Rather than trying to narrow my favorite books from 2013 down to a top 10, I went back through my reading log and asked which books had made a lasting impression on me. Here's what I came up with. 18 books in all, listed in the order I read them. I've included the year of publication in parentheses, since I don't necessarily nor even usually read books the year they come out.
Julie's Wolf Pack, by Jean Craighead George (1997). Middle grade/YA fiction mostly from the POV of wolves, and so incredibly absorbing and moving.
Libriomancer, by Jim C. Hines (2012). Contemporary-set fantasy where books are the source of magic.
A Year of Biblical Womanhood, by Rachel Held Evans (2012). Wherein Evans shows just how selective anyone who claims to interpret the Bible literally actually is by trying to live out its commands to women exactly.
Miss Jacobson's Journey, by Carola Dunn (1992). Traditional Regency romance (i.e. "sweet," though I hate that word for most anything other than dessert or a baby) with a very non-traditional heroine and setting.
Whose Names are Unknown, by Sanora Babb (written in 1939, published 2004). An account of the Dust Bowl, published decades after it was written because at the time Random House, which had acquired the manuscript, decided there was no room in the market for another book on the same theme as The Grapes of Wrath.
The Antidote, by Oliver Burkeman (2012). Wherein the key to happiness is to stop working so hard at being happy. I need to re-read this one...
Things I Can't Forget, by Miranda Kenneally (2013). YA romance in which a very good, very religious girl learns to be less hard on herself and others. I could relate since I pretty much was the heroine back in the day.
Bloodlands, by Timothy Snyder (2012). The horrors of WWII as experienced by the civilian population, both Jewish and Gentile, of Eastern Europe. A depressing read, but I'm glad I know more of that history than I did before.
Help, Thanks, Wow, by Anne Lamott (2012). On praying for help and with gratitude an appreciation for the wonders of the world.

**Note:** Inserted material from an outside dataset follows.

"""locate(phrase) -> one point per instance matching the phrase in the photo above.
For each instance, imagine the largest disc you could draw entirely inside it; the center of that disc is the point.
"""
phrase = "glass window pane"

Sacred Games, by Gary Corby (2013). My favorite entry to date in this mystery series set in Ancient Greece.
The Ides of April, by Lindsey Davis (2013). More historical mystery. I'm not yet as enamored of Flavia Albia as I am of her adoptive papa Marcus Didius Falco, but I'm willing to be won over.
Lawrence in Arabia, by Timothy Johnson (2013). Or, how the European powers planted the seeds of a century of conflict in the Middle East in jockeying for short-term advantage in WWI.
Discount Armageddon, by Seanan McGuire (2012). The most all-around fun book I read all year.
Blood of Tyrants, by Naomi Novik (2013). Left me waiting with bated breath for the next (and I believe final) book in the series.
The Black Count, by Tom Reiss (2012). A black general in Revolutionary France! And despite my extensive knowledge of the era, I'd never heard of him before.
This Wicked Gift, by Courtney Milan (2009). Milan's debut release, a Christmas historical romance novella with non-aristocratic characters.
Fangirl, by Rainbow Rowell (2013). Among other things, a lovely valentine to fandom and what it brings to readers' and writers' lives.
Cracking Up, by Kimberlee Conway Ireton (2013). A memoir on parenthood, anxiety, postpartum depression, and stubborn faith.